Barbara Kingsolver wrote that the "cure" to global warming "involved reaching down into ourselves and pulling out a new kind of person." (Animal Vegetable Miracle, p. 345). I've wondered for some time what Ms. Kingsolver meant by that and what kind of person we would need to pull out. I'm thinking it needs to be someone like Crunchy. A doer. Someone who sees a problem and sets about trying to fix it. Someone who doesn't stop to doubt what impact they might have or whether it will be too hard or too tiring or take too long. Someone who will take a risk and speak up. Someone who lives according to their ideals. A twenty-first century super hero.
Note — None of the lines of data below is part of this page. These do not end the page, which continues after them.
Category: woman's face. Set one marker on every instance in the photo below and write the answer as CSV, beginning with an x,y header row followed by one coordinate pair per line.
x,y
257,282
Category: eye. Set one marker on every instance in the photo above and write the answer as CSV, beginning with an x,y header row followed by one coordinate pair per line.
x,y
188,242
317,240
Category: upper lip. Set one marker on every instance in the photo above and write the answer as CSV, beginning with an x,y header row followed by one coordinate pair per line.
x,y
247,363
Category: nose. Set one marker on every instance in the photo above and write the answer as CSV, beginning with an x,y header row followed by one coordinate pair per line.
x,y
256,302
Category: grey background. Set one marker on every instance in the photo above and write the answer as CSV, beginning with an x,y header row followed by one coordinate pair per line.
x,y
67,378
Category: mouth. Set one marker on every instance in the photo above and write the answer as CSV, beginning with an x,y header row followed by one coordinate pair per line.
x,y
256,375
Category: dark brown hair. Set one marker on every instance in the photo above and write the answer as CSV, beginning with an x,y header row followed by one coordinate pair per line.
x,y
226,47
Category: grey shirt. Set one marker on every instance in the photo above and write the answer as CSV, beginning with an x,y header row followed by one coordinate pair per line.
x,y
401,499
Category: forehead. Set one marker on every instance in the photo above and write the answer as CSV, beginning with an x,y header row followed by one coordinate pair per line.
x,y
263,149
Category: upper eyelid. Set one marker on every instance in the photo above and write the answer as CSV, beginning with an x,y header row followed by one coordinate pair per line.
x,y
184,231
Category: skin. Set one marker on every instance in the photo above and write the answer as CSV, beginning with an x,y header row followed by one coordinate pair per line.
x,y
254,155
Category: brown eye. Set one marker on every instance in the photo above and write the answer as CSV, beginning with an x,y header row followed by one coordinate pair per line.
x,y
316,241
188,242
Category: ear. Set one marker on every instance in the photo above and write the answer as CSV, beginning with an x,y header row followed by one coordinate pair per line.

We don't all have to go out and start a foundation to help African teens. But let's not let Crunchy take all the glory! As far as I can tell, she is not gifted with great wealth, access to the Oval Office, the I.Q. of Einstein (though her graphics do show a touch of genius), or even x-ray vision. There is no reason that we cannot, like Crunchy and other green super heroes, get off the couch and write a letter to the editor about a city's ban on recycling or ask for filtered water at work or advocate a no idling zone at our kids' schools. Even packing a waste free lunch, biking to errands, being the only person on your block to rip out their grass, or convincing a reluctant spouse to turn down the hot water heater are heroic actions. Are we up to the challenge? Can we pull out that new kind of person Ms. Kingsolver envisioned?
Kindly hand me my cape. There's a phone booth with my name on it and carbon emissions to be saved.